Publisher: Springer International Publishing

Abstract

Optimal distant recurrence (DR) surveillance strategies for extremity soft tissue sarcoma (STS) are unknown. We performed a cost–effectiveness analysis of different imaging modalities performed at guideline-specified intervals.
We developed a Markov model simulating lifetime outcomes for 54-year-old patients after definitive treatment for American Joint Committee on Cancer stage II-III extremity STS using four surveillance strategies: watchful waiting (WW), chest X-ray (CXR), chest computed tomography (CCT), and positron emission tomography–computed tomography (PET/CT). Probabilities, utilities, and costs were extracted from the literature and Medicare claims to determine incremental cost–effectiveness ratios (ICER).

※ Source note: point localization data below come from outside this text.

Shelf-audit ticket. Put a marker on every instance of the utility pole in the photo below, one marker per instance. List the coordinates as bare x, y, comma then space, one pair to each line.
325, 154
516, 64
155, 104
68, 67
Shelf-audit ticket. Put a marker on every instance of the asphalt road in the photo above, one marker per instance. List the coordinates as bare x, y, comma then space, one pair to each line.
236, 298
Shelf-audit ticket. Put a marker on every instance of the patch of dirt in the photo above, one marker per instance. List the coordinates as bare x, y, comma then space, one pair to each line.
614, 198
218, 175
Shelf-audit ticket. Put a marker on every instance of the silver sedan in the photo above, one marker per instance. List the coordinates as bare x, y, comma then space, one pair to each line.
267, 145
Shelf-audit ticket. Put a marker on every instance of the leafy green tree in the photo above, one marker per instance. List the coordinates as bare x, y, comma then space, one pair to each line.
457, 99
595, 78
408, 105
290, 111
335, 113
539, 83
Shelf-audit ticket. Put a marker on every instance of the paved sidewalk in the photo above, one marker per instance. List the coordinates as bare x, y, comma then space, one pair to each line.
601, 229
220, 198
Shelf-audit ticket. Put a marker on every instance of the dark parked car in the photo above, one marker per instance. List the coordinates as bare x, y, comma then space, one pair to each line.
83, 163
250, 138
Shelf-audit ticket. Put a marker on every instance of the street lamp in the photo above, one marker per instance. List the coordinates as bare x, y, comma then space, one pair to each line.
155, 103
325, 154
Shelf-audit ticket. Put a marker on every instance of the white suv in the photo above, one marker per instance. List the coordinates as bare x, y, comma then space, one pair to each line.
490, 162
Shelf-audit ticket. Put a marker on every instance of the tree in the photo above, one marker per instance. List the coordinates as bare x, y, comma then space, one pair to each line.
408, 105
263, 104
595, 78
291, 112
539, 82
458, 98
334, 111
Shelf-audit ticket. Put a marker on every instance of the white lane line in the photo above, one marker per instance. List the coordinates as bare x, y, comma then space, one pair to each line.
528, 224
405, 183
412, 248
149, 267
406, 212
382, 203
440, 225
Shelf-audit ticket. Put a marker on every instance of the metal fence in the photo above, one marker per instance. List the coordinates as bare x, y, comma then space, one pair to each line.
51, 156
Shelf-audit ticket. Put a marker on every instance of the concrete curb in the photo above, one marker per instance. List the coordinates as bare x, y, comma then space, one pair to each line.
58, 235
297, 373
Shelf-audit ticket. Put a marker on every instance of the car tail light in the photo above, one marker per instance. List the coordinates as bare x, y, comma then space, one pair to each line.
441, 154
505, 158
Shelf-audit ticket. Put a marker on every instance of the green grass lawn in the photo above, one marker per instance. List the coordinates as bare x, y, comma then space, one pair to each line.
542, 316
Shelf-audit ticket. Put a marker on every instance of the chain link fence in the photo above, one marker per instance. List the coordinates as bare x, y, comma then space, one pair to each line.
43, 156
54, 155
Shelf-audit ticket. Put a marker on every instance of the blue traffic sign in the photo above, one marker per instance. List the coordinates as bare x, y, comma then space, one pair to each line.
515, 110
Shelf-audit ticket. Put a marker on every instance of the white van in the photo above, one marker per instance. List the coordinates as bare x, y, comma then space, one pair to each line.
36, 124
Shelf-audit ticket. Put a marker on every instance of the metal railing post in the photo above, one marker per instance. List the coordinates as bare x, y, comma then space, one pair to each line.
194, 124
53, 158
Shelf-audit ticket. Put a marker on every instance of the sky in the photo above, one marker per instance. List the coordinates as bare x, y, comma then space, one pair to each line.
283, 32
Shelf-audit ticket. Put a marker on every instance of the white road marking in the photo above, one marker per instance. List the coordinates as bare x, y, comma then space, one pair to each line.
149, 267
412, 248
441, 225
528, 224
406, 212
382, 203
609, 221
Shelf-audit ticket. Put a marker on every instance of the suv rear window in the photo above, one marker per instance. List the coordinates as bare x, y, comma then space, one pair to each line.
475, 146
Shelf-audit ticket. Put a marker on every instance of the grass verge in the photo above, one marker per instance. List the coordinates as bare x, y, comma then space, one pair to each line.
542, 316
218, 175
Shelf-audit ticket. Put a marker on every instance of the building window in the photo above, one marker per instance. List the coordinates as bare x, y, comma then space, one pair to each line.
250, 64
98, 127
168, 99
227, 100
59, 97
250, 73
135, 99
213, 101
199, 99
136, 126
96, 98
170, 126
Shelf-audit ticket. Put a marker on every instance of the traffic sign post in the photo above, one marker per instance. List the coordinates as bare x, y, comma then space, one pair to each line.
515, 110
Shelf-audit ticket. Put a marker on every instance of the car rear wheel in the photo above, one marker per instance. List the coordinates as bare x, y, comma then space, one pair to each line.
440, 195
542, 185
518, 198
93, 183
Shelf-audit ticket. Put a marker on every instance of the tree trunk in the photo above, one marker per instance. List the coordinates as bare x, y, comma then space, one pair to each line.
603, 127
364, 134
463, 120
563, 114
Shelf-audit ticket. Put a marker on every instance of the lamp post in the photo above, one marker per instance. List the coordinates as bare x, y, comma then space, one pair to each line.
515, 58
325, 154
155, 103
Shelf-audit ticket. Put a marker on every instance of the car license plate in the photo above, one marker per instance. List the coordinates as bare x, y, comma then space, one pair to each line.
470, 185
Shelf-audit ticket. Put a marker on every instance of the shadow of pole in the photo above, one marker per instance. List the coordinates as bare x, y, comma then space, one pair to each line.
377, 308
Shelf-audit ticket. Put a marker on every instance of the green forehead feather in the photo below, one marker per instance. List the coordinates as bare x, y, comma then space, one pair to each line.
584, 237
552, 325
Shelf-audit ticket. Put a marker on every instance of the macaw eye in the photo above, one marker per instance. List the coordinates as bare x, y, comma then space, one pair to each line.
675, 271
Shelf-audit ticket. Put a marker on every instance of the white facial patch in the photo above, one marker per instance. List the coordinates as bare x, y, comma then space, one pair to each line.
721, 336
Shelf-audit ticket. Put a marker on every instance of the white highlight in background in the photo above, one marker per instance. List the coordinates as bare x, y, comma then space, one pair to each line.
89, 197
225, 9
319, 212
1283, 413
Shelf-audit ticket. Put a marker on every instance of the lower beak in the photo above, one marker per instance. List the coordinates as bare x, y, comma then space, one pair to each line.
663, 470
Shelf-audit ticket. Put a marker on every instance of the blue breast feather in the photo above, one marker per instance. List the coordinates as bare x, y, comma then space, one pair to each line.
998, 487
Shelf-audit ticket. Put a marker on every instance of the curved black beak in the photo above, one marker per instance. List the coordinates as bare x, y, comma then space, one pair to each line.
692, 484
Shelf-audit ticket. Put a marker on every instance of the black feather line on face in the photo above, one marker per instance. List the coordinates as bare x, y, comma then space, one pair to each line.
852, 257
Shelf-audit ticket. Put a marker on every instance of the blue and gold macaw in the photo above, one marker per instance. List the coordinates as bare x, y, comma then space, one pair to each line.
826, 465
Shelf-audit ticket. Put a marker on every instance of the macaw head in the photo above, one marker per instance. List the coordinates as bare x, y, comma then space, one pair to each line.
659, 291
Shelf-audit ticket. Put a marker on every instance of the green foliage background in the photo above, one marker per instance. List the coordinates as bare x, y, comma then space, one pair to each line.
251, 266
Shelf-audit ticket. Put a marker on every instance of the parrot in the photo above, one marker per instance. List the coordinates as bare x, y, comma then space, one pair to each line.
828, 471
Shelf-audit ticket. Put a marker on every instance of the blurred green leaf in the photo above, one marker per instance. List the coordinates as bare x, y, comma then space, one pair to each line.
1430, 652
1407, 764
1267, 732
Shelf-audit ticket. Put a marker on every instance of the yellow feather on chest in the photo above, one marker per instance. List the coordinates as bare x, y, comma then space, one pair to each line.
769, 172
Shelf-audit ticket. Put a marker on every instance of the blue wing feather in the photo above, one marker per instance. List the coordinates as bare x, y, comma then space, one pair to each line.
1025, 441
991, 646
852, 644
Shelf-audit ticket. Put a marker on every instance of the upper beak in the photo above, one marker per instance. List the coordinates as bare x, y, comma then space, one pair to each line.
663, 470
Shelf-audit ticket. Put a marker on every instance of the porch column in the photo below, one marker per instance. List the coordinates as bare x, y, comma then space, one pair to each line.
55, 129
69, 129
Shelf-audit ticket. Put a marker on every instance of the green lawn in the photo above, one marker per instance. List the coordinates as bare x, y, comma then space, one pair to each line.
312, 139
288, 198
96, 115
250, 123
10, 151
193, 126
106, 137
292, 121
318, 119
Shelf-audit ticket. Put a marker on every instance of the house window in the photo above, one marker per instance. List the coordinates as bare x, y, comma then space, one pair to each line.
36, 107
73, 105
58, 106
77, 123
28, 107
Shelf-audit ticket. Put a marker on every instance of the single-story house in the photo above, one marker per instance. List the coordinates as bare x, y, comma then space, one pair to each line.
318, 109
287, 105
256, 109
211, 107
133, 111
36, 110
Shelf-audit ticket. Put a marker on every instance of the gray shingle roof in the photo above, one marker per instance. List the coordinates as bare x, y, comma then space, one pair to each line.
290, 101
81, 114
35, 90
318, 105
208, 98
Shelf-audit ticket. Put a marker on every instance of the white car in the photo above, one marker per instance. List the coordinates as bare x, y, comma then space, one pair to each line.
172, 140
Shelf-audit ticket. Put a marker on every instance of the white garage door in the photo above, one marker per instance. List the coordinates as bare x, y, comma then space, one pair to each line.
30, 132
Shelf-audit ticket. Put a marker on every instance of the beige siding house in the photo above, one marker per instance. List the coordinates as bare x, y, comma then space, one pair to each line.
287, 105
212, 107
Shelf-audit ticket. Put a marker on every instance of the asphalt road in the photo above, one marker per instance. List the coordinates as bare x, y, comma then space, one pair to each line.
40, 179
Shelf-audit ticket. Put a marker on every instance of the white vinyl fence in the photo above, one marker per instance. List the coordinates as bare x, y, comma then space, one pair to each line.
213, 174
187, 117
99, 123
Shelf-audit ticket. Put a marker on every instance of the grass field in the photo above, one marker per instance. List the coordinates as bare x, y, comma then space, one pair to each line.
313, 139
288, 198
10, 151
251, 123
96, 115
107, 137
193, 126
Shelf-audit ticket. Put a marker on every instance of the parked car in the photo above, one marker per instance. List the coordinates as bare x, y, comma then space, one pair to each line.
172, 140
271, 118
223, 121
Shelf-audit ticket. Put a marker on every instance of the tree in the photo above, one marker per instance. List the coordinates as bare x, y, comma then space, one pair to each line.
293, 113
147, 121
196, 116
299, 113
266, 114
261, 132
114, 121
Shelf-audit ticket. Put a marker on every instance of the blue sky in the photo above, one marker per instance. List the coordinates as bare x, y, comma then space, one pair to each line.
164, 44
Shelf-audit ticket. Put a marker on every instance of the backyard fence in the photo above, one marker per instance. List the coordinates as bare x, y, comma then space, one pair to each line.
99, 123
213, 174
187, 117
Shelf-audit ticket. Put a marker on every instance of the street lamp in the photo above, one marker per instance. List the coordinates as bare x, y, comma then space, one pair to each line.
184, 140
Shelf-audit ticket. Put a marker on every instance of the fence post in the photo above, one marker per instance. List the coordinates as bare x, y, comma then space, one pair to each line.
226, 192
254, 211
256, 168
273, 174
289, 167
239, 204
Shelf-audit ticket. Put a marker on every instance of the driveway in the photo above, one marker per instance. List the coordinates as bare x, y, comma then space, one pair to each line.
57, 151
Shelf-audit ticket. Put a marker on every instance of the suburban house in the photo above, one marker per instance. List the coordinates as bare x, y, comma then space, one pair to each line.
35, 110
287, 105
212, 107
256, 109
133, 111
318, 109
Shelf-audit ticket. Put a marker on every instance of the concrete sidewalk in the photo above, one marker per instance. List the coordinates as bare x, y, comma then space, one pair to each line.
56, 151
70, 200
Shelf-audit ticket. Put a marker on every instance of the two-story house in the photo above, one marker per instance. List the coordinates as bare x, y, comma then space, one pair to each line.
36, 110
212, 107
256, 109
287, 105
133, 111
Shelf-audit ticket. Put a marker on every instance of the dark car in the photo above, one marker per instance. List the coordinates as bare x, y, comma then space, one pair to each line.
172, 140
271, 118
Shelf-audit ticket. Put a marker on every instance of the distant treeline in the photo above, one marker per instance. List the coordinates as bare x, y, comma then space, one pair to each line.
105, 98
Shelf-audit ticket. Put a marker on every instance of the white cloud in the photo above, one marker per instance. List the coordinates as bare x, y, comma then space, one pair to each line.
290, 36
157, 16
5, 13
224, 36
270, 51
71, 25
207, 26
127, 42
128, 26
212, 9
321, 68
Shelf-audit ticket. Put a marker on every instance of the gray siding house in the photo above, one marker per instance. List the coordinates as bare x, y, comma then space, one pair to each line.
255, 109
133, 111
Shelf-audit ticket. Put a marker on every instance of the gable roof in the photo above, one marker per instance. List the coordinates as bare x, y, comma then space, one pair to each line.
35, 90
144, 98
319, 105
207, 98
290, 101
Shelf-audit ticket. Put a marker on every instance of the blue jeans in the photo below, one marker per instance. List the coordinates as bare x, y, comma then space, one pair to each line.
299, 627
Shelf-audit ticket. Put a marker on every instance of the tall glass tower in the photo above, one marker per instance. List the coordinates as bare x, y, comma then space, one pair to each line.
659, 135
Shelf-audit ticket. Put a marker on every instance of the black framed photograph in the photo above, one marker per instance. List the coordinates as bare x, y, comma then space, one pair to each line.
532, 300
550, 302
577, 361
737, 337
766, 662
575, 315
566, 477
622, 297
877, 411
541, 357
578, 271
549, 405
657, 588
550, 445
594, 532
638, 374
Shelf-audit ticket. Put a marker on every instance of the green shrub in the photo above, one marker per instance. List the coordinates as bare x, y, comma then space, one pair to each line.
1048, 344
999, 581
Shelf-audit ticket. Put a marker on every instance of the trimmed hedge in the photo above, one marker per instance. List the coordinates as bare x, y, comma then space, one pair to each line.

CCT was the most effective and most costly strategy with CXR the most cost–effective strategy at a societal willing-to-pay (WTP) of $100,000/quality-adjusted life year (QALY). The ICER was $12,113/QALY for CXR versus $104,366/QALY for CCT while PET/CT was never cost–effective. Sensitivity analyses demonstrated CCT becomes the preferred imaging modality as the lifetime risk of DR increases beyond 33% or as the WTP increases beyond $120,000/QALY.
Optimal DR surveillance imaging for stage II-III extremity STS should be individualized based on patients’ risks for DR. These results suggest CXR, or CCT performed at more protracted intervals, may be preferred for lower-risk patients (i.e., DR risk <33%), whereas CCT may be preferred for higher-risk patients (i.e., DR risk >33%). Further study of optimal strategies is needed. In the interim, these findings may help to refine guidelines to reduce resource overutilization during routine surveillance of lower-risk sarcoma patients.